The script bogs down considerably a $k$ increases.  I found that $k=11$ is the only other value below $14$ for which it's impossible.  I got bored waiting for the $k=14$ case to finish.   
EDIT 
I've checked that it's impossible for $n=14$ so now I'm willing to guess that it's possible except when $n\equiv2\pmod3$.  One thing I have verified which may be useful, is that in the impossible cases, there are exactly two connected components, and that if two strings different only in the last character, (or only in the first character, by symmetry) then it is impossible to transform one into the other.

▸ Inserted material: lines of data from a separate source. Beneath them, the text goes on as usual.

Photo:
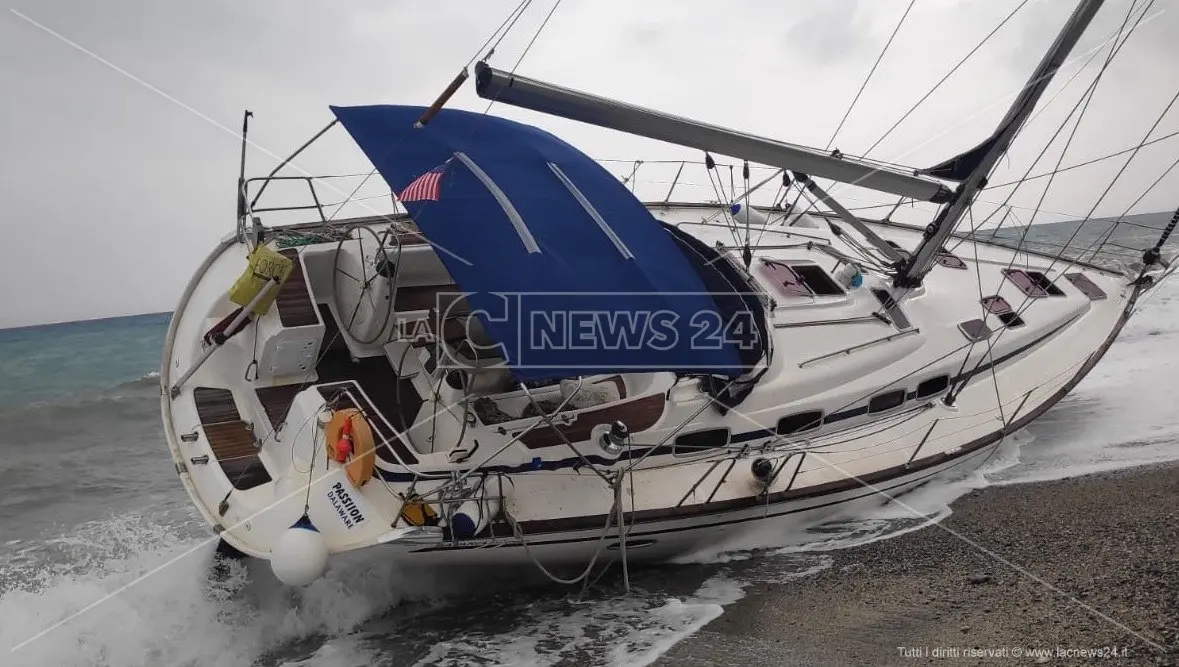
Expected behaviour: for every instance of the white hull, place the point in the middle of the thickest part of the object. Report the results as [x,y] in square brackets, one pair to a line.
[672,503]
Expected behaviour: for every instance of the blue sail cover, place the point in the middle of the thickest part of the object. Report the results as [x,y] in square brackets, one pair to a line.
[562,264]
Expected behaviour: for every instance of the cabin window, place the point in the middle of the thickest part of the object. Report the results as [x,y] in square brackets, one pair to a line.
[933,387]
[886,401]
[949,259]
[801,279]
[890,306]
[1033,283]
[974,330]
[1087,286]
[1000,308]
[995,304]
[1010,319]
[799,422]
[699,441]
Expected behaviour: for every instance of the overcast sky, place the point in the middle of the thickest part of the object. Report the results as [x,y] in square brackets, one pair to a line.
[112,193]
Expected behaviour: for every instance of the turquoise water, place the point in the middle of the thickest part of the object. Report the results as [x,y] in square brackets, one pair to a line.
[50,363]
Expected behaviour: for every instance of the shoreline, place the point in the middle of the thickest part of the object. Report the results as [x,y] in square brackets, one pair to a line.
[1080,570]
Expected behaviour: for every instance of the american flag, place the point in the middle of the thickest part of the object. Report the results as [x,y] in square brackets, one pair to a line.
[426,186]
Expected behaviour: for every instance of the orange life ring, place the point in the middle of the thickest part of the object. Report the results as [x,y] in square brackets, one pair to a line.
[363,447]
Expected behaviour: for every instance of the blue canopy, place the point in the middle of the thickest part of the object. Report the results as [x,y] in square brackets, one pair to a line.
[564,266]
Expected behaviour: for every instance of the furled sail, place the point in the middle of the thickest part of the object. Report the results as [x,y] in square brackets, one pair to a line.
[566,270]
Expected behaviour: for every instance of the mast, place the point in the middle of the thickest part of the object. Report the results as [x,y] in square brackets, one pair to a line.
[514,90]
[973,166]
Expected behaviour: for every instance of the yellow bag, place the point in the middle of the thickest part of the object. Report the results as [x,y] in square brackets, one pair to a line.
[263,264]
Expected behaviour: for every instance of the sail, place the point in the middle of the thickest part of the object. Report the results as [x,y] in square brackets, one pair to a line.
[566,270]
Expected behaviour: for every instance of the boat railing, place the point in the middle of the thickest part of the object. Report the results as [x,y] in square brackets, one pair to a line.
[325,211]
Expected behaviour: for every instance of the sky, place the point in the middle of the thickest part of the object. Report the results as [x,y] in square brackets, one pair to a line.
[119,129]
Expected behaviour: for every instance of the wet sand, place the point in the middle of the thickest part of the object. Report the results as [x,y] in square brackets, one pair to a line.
[1087,565]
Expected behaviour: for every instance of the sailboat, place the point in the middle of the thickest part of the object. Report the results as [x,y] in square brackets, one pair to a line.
[528,364]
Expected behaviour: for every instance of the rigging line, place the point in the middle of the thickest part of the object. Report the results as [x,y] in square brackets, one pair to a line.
[528,47]
[1087,163]
[870,72]
[1114,180]
[1027,299]
[1134,203]
[1080,105]
[948,74]
[854,100]
[513,18]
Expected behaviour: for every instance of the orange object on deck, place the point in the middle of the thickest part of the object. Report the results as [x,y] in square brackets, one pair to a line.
[353,444]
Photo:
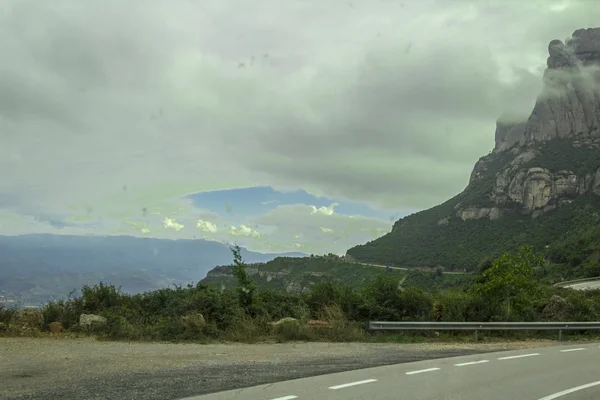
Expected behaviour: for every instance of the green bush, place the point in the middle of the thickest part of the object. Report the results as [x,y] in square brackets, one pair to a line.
[506,289]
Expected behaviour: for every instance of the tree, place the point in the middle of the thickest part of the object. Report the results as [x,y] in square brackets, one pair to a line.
[246,286]
[510,280]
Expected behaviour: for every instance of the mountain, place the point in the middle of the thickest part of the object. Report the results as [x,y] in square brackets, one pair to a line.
[299,274]
[540,185]
[36,268]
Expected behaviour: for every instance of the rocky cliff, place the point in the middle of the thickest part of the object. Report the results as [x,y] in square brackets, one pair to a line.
[565,119]
[539,183]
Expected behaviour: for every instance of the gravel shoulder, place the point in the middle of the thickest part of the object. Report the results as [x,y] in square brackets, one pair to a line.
[85,369]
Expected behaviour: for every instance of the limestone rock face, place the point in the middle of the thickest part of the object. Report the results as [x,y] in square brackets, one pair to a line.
[569,105]
[568,109]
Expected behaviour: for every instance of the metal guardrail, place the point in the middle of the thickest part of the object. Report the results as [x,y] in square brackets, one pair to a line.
[574,281]
[483,326]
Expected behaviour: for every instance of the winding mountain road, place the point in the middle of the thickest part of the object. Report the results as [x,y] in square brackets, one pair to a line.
[565,373]
[582,284]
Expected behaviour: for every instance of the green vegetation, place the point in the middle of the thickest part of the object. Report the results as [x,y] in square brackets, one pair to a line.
[418,240]
[295,274]
[421,240]
[504,289]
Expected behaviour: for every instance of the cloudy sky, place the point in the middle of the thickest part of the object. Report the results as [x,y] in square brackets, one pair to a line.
[280,125]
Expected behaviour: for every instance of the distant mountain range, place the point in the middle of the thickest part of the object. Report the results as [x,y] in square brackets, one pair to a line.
[38,267]
[540,185]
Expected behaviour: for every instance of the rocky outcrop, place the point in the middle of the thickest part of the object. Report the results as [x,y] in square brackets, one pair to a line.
[568,110]
[569,105]
[26,322]
[288,282]
[474,212]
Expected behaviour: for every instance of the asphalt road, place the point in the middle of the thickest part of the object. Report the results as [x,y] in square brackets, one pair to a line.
[565,373]
[591,285]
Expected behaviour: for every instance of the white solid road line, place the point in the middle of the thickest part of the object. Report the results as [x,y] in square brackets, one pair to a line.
[519,356]
[569,391]
[471,363]
[419,371]
[567,350]
[352,384]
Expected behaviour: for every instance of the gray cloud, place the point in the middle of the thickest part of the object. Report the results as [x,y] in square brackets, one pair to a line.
[385,102]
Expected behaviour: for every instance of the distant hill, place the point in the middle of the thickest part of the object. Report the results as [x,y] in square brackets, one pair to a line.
[297,275]
[36,268]
[540,185]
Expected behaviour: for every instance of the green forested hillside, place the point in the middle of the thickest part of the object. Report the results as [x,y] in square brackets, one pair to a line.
[300,274]
[438,237]
[419,240]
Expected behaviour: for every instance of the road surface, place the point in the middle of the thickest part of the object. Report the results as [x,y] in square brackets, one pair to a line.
[590,285]
[564,373]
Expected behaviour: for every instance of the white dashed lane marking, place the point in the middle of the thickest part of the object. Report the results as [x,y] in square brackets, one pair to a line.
[471,363]
[519,356]
[352,384]
[569,391]
[464,364]
[420,371]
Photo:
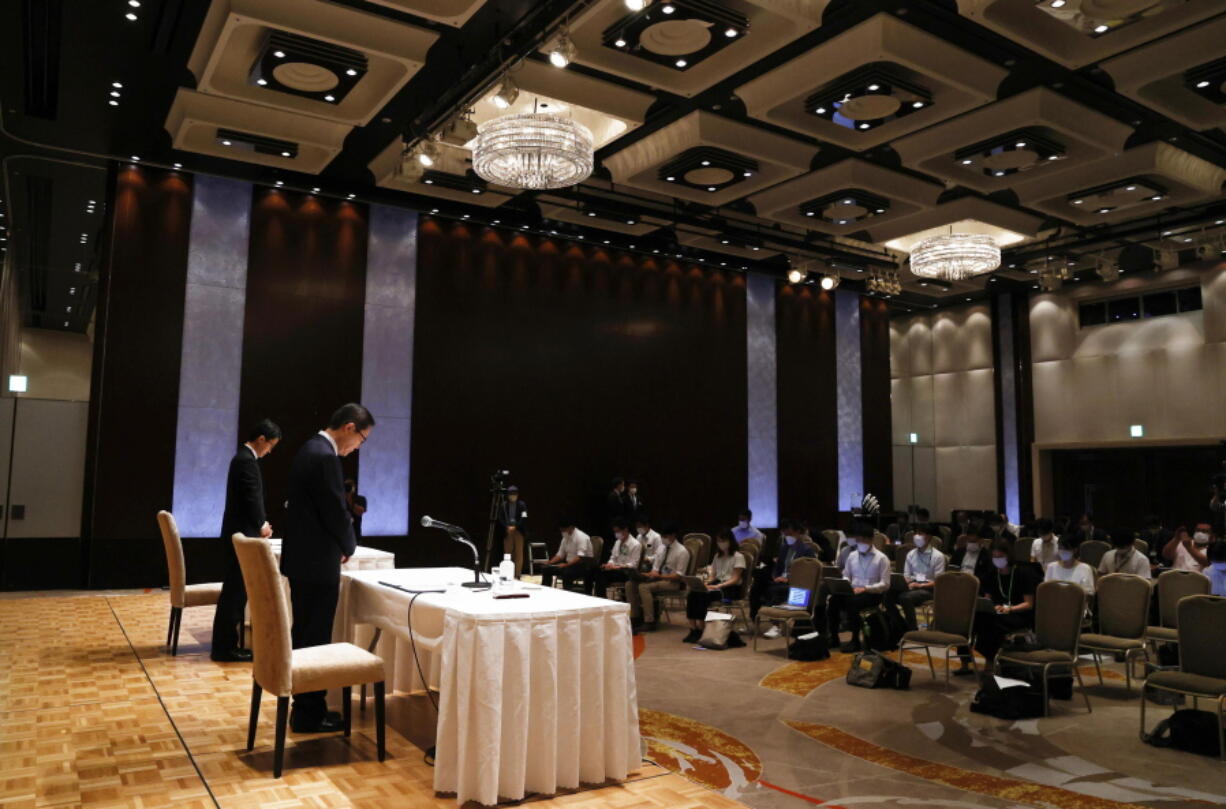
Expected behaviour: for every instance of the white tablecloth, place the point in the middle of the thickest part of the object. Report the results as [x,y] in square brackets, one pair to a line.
[536,694]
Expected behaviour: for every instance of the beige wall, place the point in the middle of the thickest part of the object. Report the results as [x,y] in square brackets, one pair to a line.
[943,389]
[1167,374]
[57,363]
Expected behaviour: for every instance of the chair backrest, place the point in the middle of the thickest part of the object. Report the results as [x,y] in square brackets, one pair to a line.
[1202,628]
[954,595]
[174,563]
[1172,586]
[270,615]
[1123,604]
[695,547]
[1059,607]
[1091,552]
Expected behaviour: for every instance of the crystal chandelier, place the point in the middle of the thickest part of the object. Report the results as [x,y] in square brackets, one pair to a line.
[532,151]
[955,256]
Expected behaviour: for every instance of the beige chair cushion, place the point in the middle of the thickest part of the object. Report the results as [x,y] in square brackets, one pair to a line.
[1186,682]
[779,613]
[1111,641]
[201,595]
[936,639]
[1162,634]
[1039,657]
[318,668]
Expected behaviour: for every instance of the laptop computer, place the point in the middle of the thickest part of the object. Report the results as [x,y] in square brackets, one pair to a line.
[797,598]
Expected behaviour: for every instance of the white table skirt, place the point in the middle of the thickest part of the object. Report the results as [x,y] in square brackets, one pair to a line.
[536,694]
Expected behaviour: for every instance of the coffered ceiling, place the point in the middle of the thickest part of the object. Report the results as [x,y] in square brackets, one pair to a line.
[744,132]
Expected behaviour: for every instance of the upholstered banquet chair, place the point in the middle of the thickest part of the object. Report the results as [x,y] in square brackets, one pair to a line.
[182,593]
[283,671]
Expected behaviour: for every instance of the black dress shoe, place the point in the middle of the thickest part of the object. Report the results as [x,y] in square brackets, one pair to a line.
[329,723]
[232,656]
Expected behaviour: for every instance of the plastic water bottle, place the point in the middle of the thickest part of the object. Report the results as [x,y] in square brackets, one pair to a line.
[506,571]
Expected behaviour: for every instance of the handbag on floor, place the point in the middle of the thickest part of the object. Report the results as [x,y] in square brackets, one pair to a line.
[869,669]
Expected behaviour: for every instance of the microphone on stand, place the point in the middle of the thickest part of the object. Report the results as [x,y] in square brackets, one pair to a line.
[460,536]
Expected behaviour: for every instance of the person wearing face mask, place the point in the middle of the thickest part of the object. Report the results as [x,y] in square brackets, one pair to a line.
[1123,557]
[1188,553]
[1216,569]
[1045,548]
[1012,590]
[868,570]
[972,554]
[513,519]
[790,549]
[725,582]
[666,574]
[921,568]
[624,558]
[1067,568]
[744,528]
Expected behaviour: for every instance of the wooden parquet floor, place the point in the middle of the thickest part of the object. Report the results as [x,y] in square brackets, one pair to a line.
[95,712]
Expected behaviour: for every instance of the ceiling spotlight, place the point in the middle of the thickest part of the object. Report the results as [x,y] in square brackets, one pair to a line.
[563,52]
[427,153]
[508,91]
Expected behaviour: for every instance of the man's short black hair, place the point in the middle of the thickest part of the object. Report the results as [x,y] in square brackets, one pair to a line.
[861,528]
[352,412]
[264,428]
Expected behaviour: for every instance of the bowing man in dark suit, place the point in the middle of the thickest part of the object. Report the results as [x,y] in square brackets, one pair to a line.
[244,514]
[319,538]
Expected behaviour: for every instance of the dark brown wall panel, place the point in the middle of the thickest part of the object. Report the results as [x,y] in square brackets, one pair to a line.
[137,341]
[874,356]
[302,334]
[808,468]
[569,364]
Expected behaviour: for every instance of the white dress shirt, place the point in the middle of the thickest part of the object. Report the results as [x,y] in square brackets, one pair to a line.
[627,554]
[574,546]
[1130,560]
[868,570]
[672,559]
[923,565]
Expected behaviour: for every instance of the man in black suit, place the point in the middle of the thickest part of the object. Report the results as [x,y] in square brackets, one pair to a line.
[244,514]
[319,539]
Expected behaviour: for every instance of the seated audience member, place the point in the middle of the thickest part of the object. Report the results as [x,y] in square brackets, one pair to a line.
[624,558]
[1088,531]
[1068,568]
[647,538]
[1188,553]
[868,570]
[666,574]
[574,557]
[790,549]
[921,568]
[744,528]
[1012,590]
[1124,557]
[1216,569]
[1043,550]
[972,554]
[725,582]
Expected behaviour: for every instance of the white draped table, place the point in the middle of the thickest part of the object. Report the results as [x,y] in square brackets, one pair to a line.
[535,694]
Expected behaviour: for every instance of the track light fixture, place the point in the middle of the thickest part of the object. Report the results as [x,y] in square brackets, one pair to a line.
[508,91]
[563,52]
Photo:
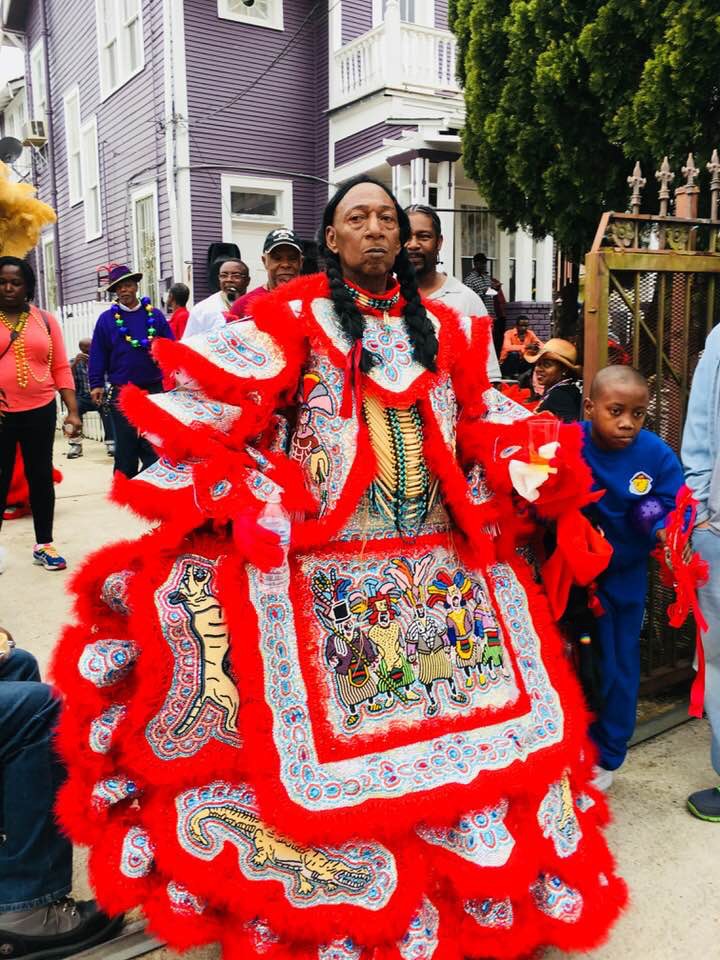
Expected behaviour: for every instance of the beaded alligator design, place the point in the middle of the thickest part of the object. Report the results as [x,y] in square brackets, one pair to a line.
[313,868]
[207,622]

So for example, when $n=5,$ every $4-$character string occurs as a prefix of one word in each component  So far, I haven't figured out how it is decided which components the five-character strings go in.  Here is component $0$:
['TTTTT', 'TTTHH', 'TTHTT', 'TTHHH', 'THTTH', 'THTHT', 'THHTH', 'THHHT', 'HTTTH', 'HTTHT', 'HTHTH', 'HTHHT', 'HHTTT', 'HHTHH', 'HHHTT', 'HHHHH']
and here is component $1$:
['TTTTH', 'TTTHT', 'TTHTH', 'TTHHT', 'THTTT', 'THTHH', 'THHTT', 'THHHH', 'HTTTT', 'HTTHH', 'HTHTT', 'HTHHH', 'HHTTH', 'HHTHT', 'HHHTH', 'HHHHT'] 
Given a five-character string over $\{H,T\}$ how can we decide which component it should go in without searching the components?